Yemen coup
Houthi rebels in Yemen have surrounded the president's residence in Sanaa and fought off presidential guards. Reuters/Khaled Abdullah

Rebels in Yemen have surrounded President Abd Rabbuh Mansur Hadi’s residence in the capital and were holding him "captive," presidential aides said Wednesday, according to the Associated Press. The rebels have not yet seized full power from Hadi, but a leader demanded in a speech on Tuesday night that the president grant Houthis more power under Yemen’s constitution, or they would take “further measures.”

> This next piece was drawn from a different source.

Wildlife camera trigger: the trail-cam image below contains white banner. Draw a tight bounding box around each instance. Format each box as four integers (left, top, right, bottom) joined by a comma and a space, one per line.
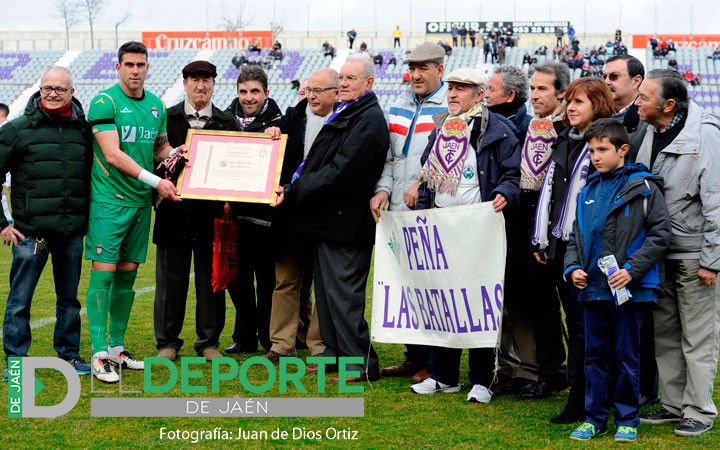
371, 202, 506, 348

Despite the threat, rebel politburo member Mohammed al-Bukhaiti told Reuters that Hadi was free to leave his home if he pleased. Rebels shelled guard positions at the Hadi’s Sanaa residence on Monday. "In general, it would be accurate to say that the Houthis are in control of all of the major institutions in the capital,” Reuters correspondent Yara Bayoumy told NPR News.

An adviser to Hadi said Yemen was “at the point of no return,” and the military was in disarray, according to the AP. Rebels took over a military flight school, Sanaa’s primary missile base and the presidential palace on Tuesday. They were met with little to no resistance and were reportedly helped by insiders at the palace, who handed them the palace weapons stores.

Houthi rebels began their march on Sanaa in September, with the declared aim of stopping Hadi from marginalizing the Shiite minority in the north of the country and ending widespread corruption. Transparency International lists Yemen as highly corrupt in all of its most recent Corruption Index studies, and says corruption had only worsened since a protest movement ousted long-ruling President Ali Abdullah Saleh in 2011.

Hadi signed a power-sharing deal with the Houthis in September, but rebels said recently that he has gone back on that agreement. Last week they detained Hadi’s chief of staff.

Al Qaeda in the Arabian Peninsula, the terror group’s most capable cell, is based in Yemen and adds to international worries that Yemen could completely destabilize in the event of a coup. Al Qaeda, however, is a Sunni extremist movement and not an ally of the Shiite Houthis.